Hearts break
Cormac McCarthy is like sex. Even at his most mediocre, he’s still pretty good.
The man is a writer’s writer, and that’s all I give a good goddamn about. I can tell you with some certainty that he doesn’t care what I like or don’t like about his books, and if he ever had the misfortune to run across this review, I’m sure he would just shake his head at my ineptitude with the English language. I’m sure he’d be ashamed to admit we both make our daily bread through the manipulation of keyboard characters. It’s a hell of a thing, actually, to be faced with my own mortality in that I will never write anything that’s half as good as what Cormac McCarthy would scribble on the back of a matchbook during a mescaline binge while he was suffering from microbes ingested from a glass of jungle ice water.
But No Country for Old Men is not his best book—not even close. Now, here’s what really sucks: I think it will be his best-read book. Strike that. All the Pretty Horses, for which he won the National Book Award for Fiction and the National Book Critics Circle Award back in 1992, probably had a fair number of readers due to the publicity.
But All the Pretty Horses wasn’t his best book, either. His best book was either Suttree or Blood Meridian. So, here we go: If it’s not his best book, why will it be (one of) his best-read?

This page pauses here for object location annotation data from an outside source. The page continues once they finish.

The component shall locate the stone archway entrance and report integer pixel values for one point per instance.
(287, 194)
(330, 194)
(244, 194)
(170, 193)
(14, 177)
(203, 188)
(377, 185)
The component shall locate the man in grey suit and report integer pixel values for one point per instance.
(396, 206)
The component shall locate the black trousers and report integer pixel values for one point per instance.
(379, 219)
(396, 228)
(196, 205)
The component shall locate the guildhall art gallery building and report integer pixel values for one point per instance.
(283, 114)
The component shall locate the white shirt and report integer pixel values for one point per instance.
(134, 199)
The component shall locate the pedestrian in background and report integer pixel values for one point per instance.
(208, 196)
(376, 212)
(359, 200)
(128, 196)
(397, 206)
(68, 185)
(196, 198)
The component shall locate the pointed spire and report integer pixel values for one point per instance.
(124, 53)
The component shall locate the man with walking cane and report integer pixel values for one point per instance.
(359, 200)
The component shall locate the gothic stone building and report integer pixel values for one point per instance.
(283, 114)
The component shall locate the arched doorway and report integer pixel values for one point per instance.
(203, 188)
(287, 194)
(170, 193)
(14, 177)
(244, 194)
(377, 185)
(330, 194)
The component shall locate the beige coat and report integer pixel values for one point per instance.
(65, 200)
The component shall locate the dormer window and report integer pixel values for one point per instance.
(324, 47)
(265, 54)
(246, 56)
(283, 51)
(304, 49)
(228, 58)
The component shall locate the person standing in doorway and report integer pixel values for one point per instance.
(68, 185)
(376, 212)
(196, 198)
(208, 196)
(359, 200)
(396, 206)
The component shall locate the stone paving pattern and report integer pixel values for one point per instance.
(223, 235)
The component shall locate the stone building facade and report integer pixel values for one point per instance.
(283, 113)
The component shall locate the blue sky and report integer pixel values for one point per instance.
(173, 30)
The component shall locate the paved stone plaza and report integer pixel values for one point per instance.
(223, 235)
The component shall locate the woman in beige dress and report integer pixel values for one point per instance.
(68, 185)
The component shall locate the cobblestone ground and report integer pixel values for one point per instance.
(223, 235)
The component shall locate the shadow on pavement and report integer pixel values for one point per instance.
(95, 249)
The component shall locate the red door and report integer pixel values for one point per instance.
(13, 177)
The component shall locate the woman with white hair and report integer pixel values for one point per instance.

First of all, compared with many of his books, it’s a simply told story. It’s easily his most accessible book, as close to a straight narrative as I can recall in any of McCarthy’s novels, and, except for The Gardener’s Son, I’ve read them all several times—and The Gardener’s Son isn’t a novel anyway; it’s a screenplay. No Country for Old Men is certainly not the very dark (although, at times, it is past dusk) literary braid to which we grew accustomed in McCarthy’s Southern Gothic days.
Not to offer too much of a plot synopsis, but No Country for Old Men is about a good man who, in a remote spot, comes across a gone-to-hell drug deal. There’s a lot of money at the scene, too much to let be. Enter a psychopathic killer and an all-too-human lawman, and you’ve got a decent story, but you don’t have the judge or the midnight melon mounter or the technical virtuosity of McCarthy’s other Western novels.
The dialogue is all McCarthy. It’s often so perfectly paced, so true sounding, that it thrills you in the same way a perfectly cut wind chime can echo in the distance of your mind. Again, even when he’s not at his best, he’s still very, very good.
There’s a theme in the novel that goes something like “Eventually, all human strength fails.” Oh, God, I can only hope that McCarthy was writing with ironic intent, because I’m a much younger man than he is, and I can’t stand the thought of one of my heroes not getting out before he dilutes his legacy. But then, as I mentioned, I don’t imagine he gives a damn what I think.
This book may serve as an introduction to the work of one of America’s greatest novelists. I’d recommend a reading of No Country for Old Men, but I’d also suggest that readers dig a little deeper into the McCarthy library.